Principal Site Reliability Engineer - Public Safety

Oracle

About The Position

Oracle Public Safety is delivering a next‑generation SaaS platform that empowers First Responders with resilient, secure, and highly available software. Our mission is to ensure our services are reliable at scale, performant under real‑time workloads, and continuously improving—so First Responders can better serve our communities. We are growing rapidly and seeking an experienced Principal Site Reliability Engineer to help build, operate, and optimize our production platforms. As an Principal SRE, you are a hands-on engineer who thrives at the intersection of software and systems. You define and uphold reliability standards, drive automation, and partner closely with product and engineering to design systems that are observable, scalable, secure, and cost‑efficient. You’re comfortable owning complex production environments, leading incident response, and turning learnings into lasting improvements. You communicate clearly, influence cross‑functional teams, and champion a culture of operational excellence.

Requirements

6–10 years of hands-on experience in Site Reliability Engineering, Production Engineering, or closely related software/systems roles.
Strong Linux/Unix fundamentals (Oracle Linux preferred) and systems performance tuning.
Proficiency operating services on OCI (preferred) or another major cloud; solid understanding of networking, VPCs, IAM, and security groups.
Containers and orchestration expertise: Docker and Kubernetes (including Helm, operators, and multi‑cluster strategies).
CI/CD experience (Jenkins or GitLab CI) with progressive delivery patterns, quality gates, and environment promotions.
Programming languages: Java experience is required, including debugging, performance tuning, and operability of Java-based microservices in production.
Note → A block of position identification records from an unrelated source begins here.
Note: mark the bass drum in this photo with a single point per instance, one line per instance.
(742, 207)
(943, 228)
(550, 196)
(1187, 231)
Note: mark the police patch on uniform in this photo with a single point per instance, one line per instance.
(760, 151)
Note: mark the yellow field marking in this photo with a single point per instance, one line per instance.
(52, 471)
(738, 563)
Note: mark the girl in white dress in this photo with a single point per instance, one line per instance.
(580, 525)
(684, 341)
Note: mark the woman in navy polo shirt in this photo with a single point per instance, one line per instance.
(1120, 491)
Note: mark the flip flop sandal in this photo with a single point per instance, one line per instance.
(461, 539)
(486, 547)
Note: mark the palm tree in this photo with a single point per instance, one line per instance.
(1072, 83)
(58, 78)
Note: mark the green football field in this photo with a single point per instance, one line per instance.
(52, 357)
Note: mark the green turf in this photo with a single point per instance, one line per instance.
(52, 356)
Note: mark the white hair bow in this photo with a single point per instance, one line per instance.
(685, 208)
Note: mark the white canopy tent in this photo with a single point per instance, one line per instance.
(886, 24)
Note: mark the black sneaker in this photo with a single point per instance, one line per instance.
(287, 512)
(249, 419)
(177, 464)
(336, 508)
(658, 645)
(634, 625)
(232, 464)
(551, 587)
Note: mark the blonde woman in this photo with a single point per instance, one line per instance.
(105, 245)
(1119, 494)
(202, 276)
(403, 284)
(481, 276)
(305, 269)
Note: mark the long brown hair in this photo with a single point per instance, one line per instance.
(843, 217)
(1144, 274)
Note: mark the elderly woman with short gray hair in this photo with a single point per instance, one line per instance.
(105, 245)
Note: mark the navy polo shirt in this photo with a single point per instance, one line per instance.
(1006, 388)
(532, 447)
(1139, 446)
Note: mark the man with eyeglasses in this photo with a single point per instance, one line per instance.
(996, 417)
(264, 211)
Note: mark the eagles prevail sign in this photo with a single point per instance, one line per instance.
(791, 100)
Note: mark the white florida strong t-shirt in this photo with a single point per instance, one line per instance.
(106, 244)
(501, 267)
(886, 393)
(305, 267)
Scripting and automation in Bash.
Infrastructure as Code and automation: Terraform, Ansible.
Datastores: Oracle Database, MySQL; familiarity with MS SQL and/or NoSQL is a plus; experience with performance, HA, and backup/restore.
Observability: hands-on with metrics/logs/traces (e.g., Prometheus, Grafana, OCI Monitoring/Logging, OpenTelemetry); alert design and runbooks.
Version control and collaboration: Git (Bitbucket preferred); issue tracking and documentation (Jira, Confluence).
Experience with ITIL practices (Incident, Problem, Change; Foundation certification preferred) and Agile delivery frameworks.
Familiarity with web and microservices architectures, REST/GraphQL, API gateways, and edge/CDN patterns.
A systems thinker with excellent communication skills; able to move from strategy to detailed implementation and influence across teams.
Self‑starter; comfortable owning complex production systems and driving cross‑functional reliability initiatives.

Nice To Haves

Experience with service mesh (e.g., Istio), policy as code (OPA), and secrets management (Vault/OCI Vault).
Chaos engineering, reliability testing frameworks, or game day facilitation.
Cost management/FinOps in multi‑tenant SaaS.
Experience supporting AI/ML or real‑time event/data processing platforms in production.